I haven't really considered issues of file formats, database access, etc. in this regard. My inclination is to support any kind of data that is supported by NumPy, or any kind of data source that Python can connect to and read. These features are probably pretty far down the roadmap, anyway.
Complex State Objects
In a time-series model, we're almost always going to have some "state" of the present that needs to be passed along in the Sequence from one Frame to the next. Often these are not simply going to be key-value pairs; they're going to be big, complicated data structures with behavior that needs to be enforced. These are not so much parts of your simulation, per se, but ways to keep track of the results of the simulated system.
For instance, in the risk management, business plan or personal finance use cases, you might need a fairly full accounting package as a state object -- a general ledger, chart of accounts, reporting, the whole works. If you're modeling more than one legal entity, you might need more than one instance of such an accounting object.
I'm not sure if "agent" is really the right term, but sometimes what you're modeling is not so much the randomized behavior of a system, but the decisions you will make in response to that behavior. You want to see if a certain set of decision rules will work in the various scenarios that may arise. The concept of a software agent comes fairly close to what I'm thinking. I may also have inadvertently stolen some of these ideas from Marvin Minsky's Society of Mind.
Your agents would get called in each Frame. They would be able to read the current State and the system's history, and would have the opportunity to generate actions that affect the State -- including spawning new Agents or telling other Agents what to do. For instance, you might have an Agent in your business plan model that monitors some accounting ratio. When it exceeds a given number, it executes a trade, or makes a decision to expand and buy a second building, or it tells your Business Plan agent "move to Phase 2."
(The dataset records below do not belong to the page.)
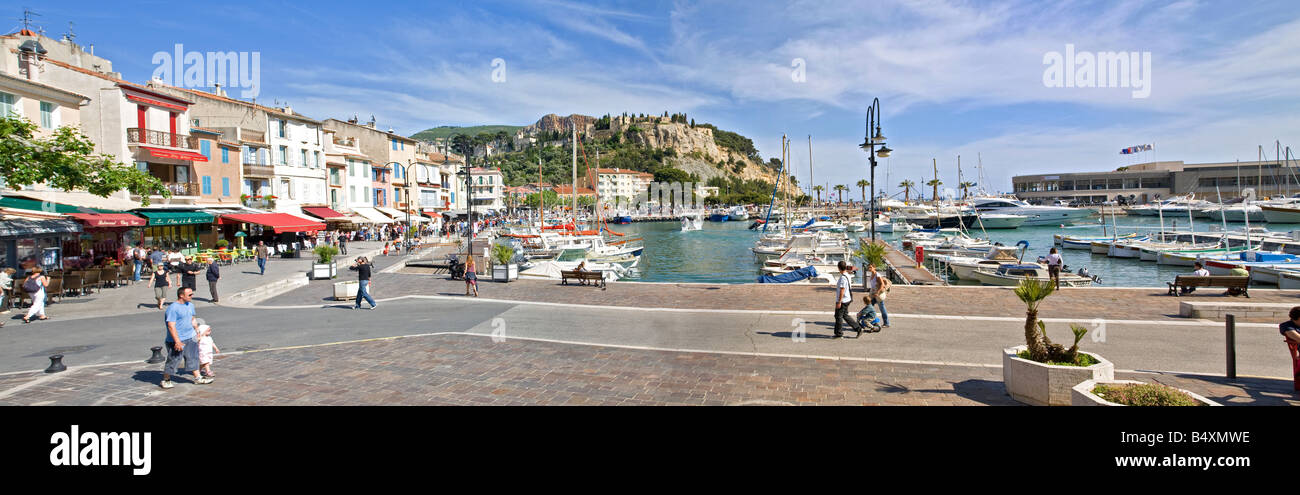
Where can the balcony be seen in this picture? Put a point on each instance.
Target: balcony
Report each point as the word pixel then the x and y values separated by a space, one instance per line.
pixel 259 170
pixel 135 135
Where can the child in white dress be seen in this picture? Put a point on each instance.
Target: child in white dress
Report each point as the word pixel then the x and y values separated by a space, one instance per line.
pixel 207 348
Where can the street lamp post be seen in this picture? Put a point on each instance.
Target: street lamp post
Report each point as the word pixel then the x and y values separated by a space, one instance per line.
pixel 869 144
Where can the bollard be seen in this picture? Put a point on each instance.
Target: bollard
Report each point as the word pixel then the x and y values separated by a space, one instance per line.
pixel 56 364
pixel 157 355
pixel 1230 328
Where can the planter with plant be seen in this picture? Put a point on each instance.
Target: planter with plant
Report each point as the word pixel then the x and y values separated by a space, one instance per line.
pixel 503 270
pixel 1132 393
pixel 1041 372
pixel 324 265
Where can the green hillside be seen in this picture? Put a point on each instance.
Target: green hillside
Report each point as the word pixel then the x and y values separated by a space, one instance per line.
pixel 446 131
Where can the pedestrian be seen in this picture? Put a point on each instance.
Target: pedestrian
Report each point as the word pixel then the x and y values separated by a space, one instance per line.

In your model, these could be implemented as a single monolithic object, or as a list of more "flyweight" objects -- it would be up to you. The smaller the pieces can be, the more reusable they will probably be in other contexts.
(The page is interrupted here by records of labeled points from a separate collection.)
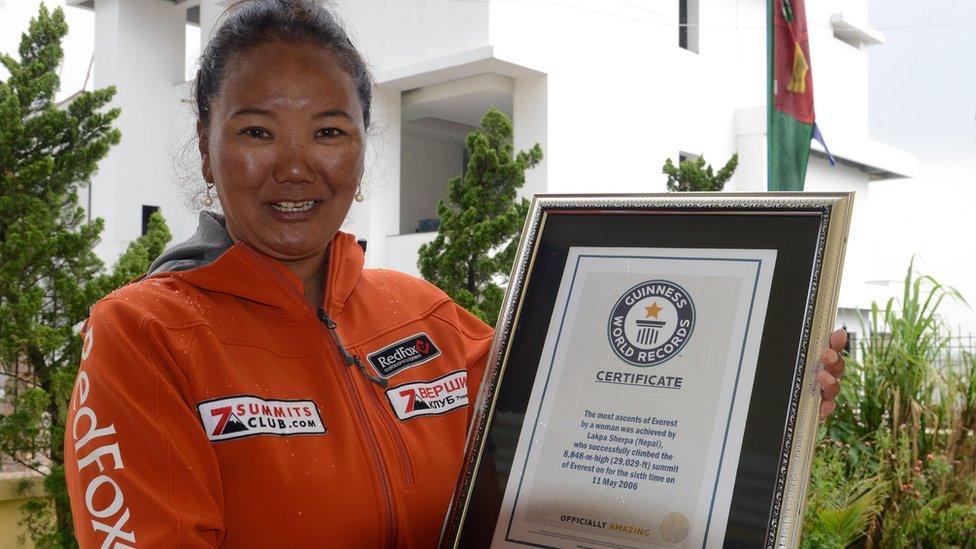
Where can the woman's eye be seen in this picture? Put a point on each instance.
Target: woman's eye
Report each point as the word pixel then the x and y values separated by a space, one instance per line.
pixel 257 133
pixel 329 132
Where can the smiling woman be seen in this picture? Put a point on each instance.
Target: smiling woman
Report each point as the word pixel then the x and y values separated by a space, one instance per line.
pixel 284 147
pixel 259 387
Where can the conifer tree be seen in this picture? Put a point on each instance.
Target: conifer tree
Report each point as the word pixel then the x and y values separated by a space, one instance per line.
pixel 695 175
pixel 481 217
pixel 49 274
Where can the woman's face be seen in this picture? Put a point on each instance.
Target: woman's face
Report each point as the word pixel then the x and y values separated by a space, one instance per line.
pixel 285 148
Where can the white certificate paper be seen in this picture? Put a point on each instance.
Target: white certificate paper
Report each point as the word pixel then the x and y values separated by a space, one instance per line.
pixel 634 425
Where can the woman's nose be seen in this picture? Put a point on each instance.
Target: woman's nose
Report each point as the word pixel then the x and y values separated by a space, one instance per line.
pixel 293 165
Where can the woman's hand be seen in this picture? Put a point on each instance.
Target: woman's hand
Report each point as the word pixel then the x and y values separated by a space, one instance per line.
pixel 832 359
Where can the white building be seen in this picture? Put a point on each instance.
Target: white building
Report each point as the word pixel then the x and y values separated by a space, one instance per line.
pixel 609 89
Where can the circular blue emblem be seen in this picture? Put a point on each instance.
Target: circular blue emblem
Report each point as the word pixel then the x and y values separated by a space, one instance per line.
pixel 651 323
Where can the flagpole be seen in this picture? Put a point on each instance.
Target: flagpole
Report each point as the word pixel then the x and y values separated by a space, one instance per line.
pixel 769 93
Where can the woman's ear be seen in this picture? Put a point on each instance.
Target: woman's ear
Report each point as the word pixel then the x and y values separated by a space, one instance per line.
pixel 203 143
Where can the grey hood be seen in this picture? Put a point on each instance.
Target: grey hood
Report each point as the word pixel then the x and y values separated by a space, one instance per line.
pixel 208 243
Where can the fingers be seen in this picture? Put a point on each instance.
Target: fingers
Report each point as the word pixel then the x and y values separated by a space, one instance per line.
pixel 838 340
pixel 826 407
pixel 829 387
pixel 833 362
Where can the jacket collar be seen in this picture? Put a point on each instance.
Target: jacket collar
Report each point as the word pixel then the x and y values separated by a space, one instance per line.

These decision-making rules could be arbitrarily complex. It could be a simple If-Then statement in Python, or it could be a neural network module -- it's up to you as the modeler.
This is a critical feature for Ancho. Without libraries of reusable functions, you'd be reinventing the wheel every time you wanted to build a model, and Ancho would be useless to its intended audience. But imagine, for instance, that there was a reusable library that implemented my "accounting" complex state object as described above, and another one that implemented several functions for modeling financial variables such as interest rates, consumer price indexes, educational and medical inflation, etc. If all those pieces were already done for me, I could build very rich models of my own without doing a lot of my own programming work.
As Jeff Jarvis might say, "Do what you do best, and link to the rest."
Value Type Support
Finally, I believe it's going to be necessary to include some type support in the values that we're collecting from each Sequence. Time, Currency, Integers, choices from some enumerated set… not everything can be modeled with floating point values.